The conference opened with remarks by Mill Etienne, M.D. ’02, M.P.H., FAAN, FAES, vice chancellor for the Office for Diversity and Inclusion, associate dean for student affairs and associate professor of neurology and medicine, Matilde Roman, Esq., senior vice president and chief equity, inclusion and diversity officer at WCMHealth, and Sean S. Tedjarati, M.D., M.P.H., M.B.A., clinical professor and chair of the Department of Obstetrics and Gynecology, director of obstetrics and gynecology at Westchester Medical Center and MidHudson Regional Hospital, and chief clinical integration officer at WMCHealth.
“In honoring the life of Ms. Henrietta Lacks, it is important that we carefully look at health inequities and work together to knock down the barriers to better health in our communities. If we care about improving our institutions, we must scrutinize them to make them better,” said Dr. Etienne. He further drove home this point by quoting James Baldwin and said, “I love America more than any other country in the world and, exactly for this reason, I insist on the right to criticize her perpetually.”
Dr. Tedjarati discussed the implicit bias that medical professionals bring with them into the exam room and the effect those prejudices have on the patients they treat, shaping the state of public health.
“How do we look at ourselves in a critical way, but with thoughtful eyes?” said Dr. Tedjarati. “These are people who are meant to come and advance the betterment of the world, but somehow we’ve become blind to what occurs and perhaps our own biases. We have to foundationally change how we render services that are sustainable beyond a personality and person.”

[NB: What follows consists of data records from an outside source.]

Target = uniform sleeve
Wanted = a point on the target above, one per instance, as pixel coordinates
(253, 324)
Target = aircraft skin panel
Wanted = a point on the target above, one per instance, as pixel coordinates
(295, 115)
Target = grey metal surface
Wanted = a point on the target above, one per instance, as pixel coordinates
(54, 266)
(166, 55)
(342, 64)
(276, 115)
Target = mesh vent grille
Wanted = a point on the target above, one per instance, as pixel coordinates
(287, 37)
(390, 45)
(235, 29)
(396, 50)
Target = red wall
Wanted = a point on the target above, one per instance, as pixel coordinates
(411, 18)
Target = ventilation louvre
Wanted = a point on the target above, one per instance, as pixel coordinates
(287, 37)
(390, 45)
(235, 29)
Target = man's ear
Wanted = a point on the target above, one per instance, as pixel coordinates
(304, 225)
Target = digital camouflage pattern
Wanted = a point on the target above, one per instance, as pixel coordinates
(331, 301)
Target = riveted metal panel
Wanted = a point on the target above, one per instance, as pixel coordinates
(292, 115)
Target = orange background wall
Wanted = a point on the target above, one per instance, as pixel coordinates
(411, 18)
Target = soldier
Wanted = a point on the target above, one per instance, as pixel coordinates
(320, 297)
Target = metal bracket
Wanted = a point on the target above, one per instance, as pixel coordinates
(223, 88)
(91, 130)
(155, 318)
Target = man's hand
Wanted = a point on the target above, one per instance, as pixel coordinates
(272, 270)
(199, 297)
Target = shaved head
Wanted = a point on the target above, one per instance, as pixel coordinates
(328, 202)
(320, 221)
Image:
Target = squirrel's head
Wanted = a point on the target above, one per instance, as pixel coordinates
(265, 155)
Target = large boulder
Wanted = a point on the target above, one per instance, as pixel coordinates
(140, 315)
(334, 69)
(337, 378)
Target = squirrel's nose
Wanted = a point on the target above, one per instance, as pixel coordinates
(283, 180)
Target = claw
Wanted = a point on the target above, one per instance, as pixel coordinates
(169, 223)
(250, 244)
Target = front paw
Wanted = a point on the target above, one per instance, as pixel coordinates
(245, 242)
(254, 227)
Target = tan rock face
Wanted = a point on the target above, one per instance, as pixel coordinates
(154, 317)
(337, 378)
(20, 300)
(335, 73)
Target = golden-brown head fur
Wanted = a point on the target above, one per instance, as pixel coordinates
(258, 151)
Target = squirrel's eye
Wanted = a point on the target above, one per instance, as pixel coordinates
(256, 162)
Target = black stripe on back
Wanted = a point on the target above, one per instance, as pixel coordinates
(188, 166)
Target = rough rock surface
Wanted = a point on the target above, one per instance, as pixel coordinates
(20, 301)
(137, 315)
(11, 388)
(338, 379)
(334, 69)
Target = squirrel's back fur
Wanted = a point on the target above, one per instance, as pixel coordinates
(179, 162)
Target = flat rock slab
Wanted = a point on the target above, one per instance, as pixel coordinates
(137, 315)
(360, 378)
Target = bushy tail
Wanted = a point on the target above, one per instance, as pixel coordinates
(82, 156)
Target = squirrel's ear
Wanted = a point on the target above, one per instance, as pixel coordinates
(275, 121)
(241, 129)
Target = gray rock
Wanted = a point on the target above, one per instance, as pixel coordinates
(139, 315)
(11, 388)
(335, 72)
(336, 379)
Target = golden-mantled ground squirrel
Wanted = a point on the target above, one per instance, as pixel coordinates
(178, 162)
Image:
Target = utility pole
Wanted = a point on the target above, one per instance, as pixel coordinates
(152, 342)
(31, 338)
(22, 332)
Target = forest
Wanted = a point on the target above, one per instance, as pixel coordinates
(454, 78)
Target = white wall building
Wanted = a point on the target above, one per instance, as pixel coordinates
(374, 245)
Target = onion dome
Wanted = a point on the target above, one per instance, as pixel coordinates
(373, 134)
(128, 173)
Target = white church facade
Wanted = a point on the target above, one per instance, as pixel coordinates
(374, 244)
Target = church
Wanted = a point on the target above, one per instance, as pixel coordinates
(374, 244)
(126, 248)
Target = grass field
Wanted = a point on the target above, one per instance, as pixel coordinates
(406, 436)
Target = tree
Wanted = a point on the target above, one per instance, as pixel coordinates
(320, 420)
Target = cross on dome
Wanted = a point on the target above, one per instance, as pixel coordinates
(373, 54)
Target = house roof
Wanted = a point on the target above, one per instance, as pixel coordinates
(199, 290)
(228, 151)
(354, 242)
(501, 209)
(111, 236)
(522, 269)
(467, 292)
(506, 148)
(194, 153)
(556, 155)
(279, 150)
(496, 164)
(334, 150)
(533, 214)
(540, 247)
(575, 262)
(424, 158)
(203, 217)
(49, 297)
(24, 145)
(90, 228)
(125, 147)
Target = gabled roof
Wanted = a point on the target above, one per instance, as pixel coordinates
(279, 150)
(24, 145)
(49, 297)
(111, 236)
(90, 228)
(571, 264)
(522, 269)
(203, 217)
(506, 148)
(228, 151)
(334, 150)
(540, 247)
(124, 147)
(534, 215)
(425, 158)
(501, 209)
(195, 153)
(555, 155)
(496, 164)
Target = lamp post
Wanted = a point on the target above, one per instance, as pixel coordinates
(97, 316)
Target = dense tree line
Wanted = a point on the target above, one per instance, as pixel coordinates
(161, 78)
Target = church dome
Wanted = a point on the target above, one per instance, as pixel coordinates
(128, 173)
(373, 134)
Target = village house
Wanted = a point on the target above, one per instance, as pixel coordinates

Kathryn Martin, M.D., M.P.H., FRCSC, FACS, an attending pediatric surgeon at Maria Fareri Children’s Hospital at WMC, centered her panel on addressing structural barriers to optimize surgical outcomes. Ruth E. Alejandro, M.D. '03, FAAPMR, clinical assistant professor of rehabilitation medicine, School of Medicine (SOM) house advisor dean, director of pediatric rehabilitation at Blythedale Children's Hospital, pediatric rehabilitation medicine attending physician and brain injury medicine subspecialist presented her panel on health disparities in rehabilitation medicine. Rachelle J. Lodescar, M.D. '13, general surgeon in burn surgery and critical care medicine and attending physician at WMC, discussed the association between race and outcomes in the burn community. Latif Salam, M.D., FACP, clinical assistant professor of medicine at SUNY Downstate Health Sciences University and attending physician at the Department of Internal Medicine and Associate Program Director of Internal Medicine Residency Program at WMC, focused on the racial and socioeconomical impact of the COVID-19 pandemic. Mary Otto, medical journalist, author, and topic leader on oral health for the Association of Health Care Journalists, discussed of discrimination in dentistry from her book, Teeth: The Story of Beauty, Inequality, and the Struggle for Oral Health in America, which was the topic of the community read later that evening.
“This year’s distinguished speakers to not only brought awareness to the issues at hand, but also explored strategies for mitigating them,” said Wianda Jean, M.S., assistant to the vice chancellor for the Office of Diversity and Inclusion and coordinator for the event. “I believe that was the biggest take-away because it challenged the audience to consider the micro-level impacts that they can make in their own piece of this much larger puzzle, while the presenters provided tangible means of doing so. From pushing for changes in curriculum content, to lobbying efforts, our speakers left the audience with more than just information, but also a call to action.”
“Our panelists presented on the different disparities within medicine and about intervening after something has already happened," said Dr. Etienne. “What we need to do is go to the root cause and prevent these things from happening in the first place.”
The annual conference, named for Henrietta Lacks, aims to continue dialogue on research ethics, informed consent, privacy and compensation. Lacks was diagnosed with cervical cancer and died at the age of 31 in 1951. Her cancer cells—code named HeLa—were taken without her knowledge and became one of the most important tools in medicine. It was the first immortal cell line, or group of tissue samples that could survive in a lab and reproduce indefinitely, leading to advances including the polio vaccine, cancer treatments and in vitro fertilization.